Facing the Rising Barbarism

Aug 8, 2022 by

by Regis Martin, Crisis Magazine:

It was during the early 1960s that the Mau Mau uprisings took place in Kenya, marked by widespread massacres of anyone, black or white, who got in their way. The end of European colonial rule was near at hand and, despite all the atrocities, hopes were running high among the usual liberal elites. Not everyone, however, was equally optimistic.

Conservative columnist William Buckley, for instance, when asked about the future of Africa, remained skeptical. Perhaps, he suggested, the newly emergent nations were not quite ready for self-government. “Well, when do you think they will be?” His answer: “When they stop eating each other.”

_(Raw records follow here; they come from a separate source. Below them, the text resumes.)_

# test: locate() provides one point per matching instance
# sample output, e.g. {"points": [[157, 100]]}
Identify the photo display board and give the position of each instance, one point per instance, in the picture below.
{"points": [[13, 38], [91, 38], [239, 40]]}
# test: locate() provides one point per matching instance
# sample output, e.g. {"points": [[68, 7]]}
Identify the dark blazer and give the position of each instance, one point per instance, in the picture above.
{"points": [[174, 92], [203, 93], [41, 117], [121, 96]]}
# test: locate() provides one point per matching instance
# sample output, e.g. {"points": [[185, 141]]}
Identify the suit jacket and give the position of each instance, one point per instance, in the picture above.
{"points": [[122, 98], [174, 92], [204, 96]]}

OK, so maybe cannibalism was not exactly le mot juste in describing the behavior of Mau Mau insurgents sixty years ago. They weren’t actually eating their political opponents. Any more than, say, our own insurgents have been dining out on human flesh while ravaging our cities and towns. How about the word barbarism then?

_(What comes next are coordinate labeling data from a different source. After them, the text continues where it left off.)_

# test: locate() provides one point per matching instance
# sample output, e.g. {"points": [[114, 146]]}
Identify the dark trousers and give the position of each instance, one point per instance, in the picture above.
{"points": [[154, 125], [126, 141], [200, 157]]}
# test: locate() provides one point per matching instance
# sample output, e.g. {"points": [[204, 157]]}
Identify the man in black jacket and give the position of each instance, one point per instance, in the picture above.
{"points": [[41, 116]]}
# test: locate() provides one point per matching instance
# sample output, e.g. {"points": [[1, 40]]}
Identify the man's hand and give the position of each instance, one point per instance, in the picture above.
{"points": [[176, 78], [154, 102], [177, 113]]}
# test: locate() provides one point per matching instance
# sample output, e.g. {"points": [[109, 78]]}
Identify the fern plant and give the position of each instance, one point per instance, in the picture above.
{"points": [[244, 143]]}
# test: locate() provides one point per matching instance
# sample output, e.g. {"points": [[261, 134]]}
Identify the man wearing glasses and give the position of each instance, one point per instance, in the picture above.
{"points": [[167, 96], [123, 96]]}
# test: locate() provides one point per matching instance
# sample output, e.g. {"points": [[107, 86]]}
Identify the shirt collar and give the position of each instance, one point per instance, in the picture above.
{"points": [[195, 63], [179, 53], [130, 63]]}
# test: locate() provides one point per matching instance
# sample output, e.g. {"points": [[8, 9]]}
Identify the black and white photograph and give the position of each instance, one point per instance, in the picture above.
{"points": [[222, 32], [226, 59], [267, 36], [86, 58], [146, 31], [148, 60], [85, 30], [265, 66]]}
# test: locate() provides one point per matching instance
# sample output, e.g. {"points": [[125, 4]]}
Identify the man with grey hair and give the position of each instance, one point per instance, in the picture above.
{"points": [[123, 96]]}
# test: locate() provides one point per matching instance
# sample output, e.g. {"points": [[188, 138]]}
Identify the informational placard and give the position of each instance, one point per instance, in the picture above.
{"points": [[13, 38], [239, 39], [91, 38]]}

Will that work to describe the mayhem and violence witnessed by more and more Americans these days? And not just witnessed—as if the burning and looting of whole cities were nothing more than distant images on a TV screen—but actually experienced as the victims of the rampaging mobs, on whom the mobs have been feasting. Are we not faced with our very own, homegrown, Mau Mau uprising?